Here we have a relation (Creator) between two entities and some 
attributes (Name, Email) of the "...staffId/85740" entity.  Whether I map this
out as triples in N3 notation ... or leave it as is ... how does an RDF 
processor
distinguish the relations versus the attributes WITHOUT looking at its 
referent?
So, now if I am taking this chunk of RDF and turning it into Java objects -- 
I model
this by having two entities one with 1 attribute (creator) and 1 with 2 
attributes (name,email).
In essence, losing the possibly critical fact that creator is a relation ... 
in a sea of entities.

But I am also talking about more than discovery.  I see the modeling of 
relations between
entities as the "killer value proposition" of RDF.  It is intuitive because 
when I talk about
some common sense natural language examples like:

Osama is-A terrorist
Osama blew-up a building

I am telling people that we need to model that "killer relationship" 
"blew-up" and that the bang
for the buck is that we really need to watch people who blow stuff up.  So it 
is important to create
ontologies that really model in detail this act of blowing things up so we 
can track it in all of its
manifestations (how do you blow things up, what are the degrees of blowing 
things up, how do we
know something has been blown up ... and possibly create asymmetric linkages 
that allow us to be 
proactive.  (Joe Schmoe bought stuff that can be used to blow things up, so 
Joe Schmoe may be a terrorist...)

So again, why is this important ... modeling action verbs is a clear, 
intuitive value proposition that is not well
covered by XML Schema ... I see this as the "killer justification" for RDF 
and think it should
be strengthened. 

> The same happens with attributes -- in RDF, everything is a binary relation,
>  and I'd be hard pressed to view the named subjects and objects as existing
>  in the sense that your Employee and Department tables do in an RDBMS.
>  Again, remember that in RDF naming something is as good as declaring it.
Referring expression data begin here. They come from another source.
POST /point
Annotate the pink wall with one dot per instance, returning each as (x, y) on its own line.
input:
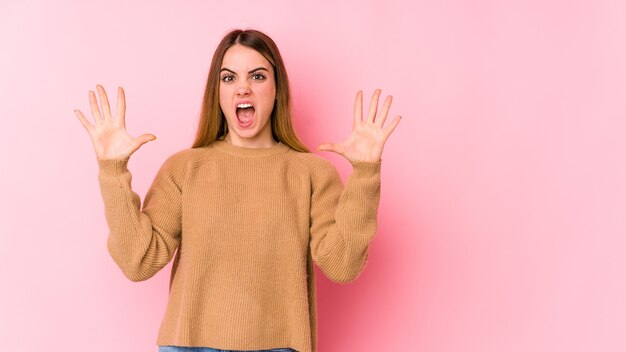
(503, 210)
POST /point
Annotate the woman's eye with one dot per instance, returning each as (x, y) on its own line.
(258, 77)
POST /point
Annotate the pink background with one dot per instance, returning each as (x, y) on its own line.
(503, 209)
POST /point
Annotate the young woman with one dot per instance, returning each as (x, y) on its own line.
(247, 210)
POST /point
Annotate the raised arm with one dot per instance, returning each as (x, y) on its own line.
(140, 242)
(343, 220)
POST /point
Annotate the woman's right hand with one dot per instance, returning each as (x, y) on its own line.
(109, 136)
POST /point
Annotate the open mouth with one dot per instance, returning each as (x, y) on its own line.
(245, 114)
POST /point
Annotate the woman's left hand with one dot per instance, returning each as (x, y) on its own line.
(368, 137)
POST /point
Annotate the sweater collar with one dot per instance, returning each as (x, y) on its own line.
(249, 152)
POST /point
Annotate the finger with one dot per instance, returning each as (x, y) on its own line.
(358, 108)
(392, 126)
(95, 109)
(104, 101)
(83, 120)
(121, 106)
(383, 113)
(373, 105)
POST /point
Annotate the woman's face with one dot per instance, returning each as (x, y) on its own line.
(247, 94)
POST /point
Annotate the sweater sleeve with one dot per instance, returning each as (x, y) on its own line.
(343, 219)
(141, 242)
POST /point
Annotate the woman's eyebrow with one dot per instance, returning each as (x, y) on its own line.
(256, 69)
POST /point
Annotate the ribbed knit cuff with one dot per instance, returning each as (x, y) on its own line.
(365, 168)
(113, 167)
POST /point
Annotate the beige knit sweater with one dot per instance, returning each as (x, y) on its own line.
(248, 224)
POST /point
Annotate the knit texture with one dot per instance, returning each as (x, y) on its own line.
(244, 226)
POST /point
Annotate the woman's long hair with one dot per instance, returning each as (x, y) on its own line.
(212, 125)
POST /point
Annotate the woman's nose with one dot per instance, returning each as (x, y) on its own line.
(243, 87)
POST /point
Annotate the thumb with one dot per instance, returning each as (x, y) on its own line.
(331, 147)
(144, 138)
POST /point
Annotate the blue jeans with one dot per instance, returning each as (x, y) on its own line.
(208, 349)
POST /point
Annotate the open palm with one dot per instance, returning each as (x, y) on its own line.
(109, 136)
(367, 140)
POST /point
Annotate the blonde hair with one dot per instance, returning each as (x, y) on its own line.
(212, 125)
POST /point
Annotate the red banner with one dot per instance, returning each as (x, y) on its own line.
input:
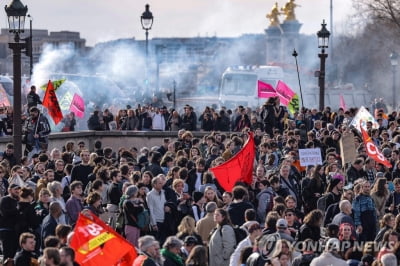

Understand your point on binary relations ... and I agree with it.  I believe 
you
are referring to the use of predicate logic.

motherOf(Mary, John)    // asserts Mary is the mother of John.

But I have not seen this exploited well.  Is it that we don't know how?
Do you have any good RDF examples that move beyond Class/attribute 
modeling?  The only one I have seen that even tangentially touches this 
area is the foaf:knows stuff.  That is a cool start.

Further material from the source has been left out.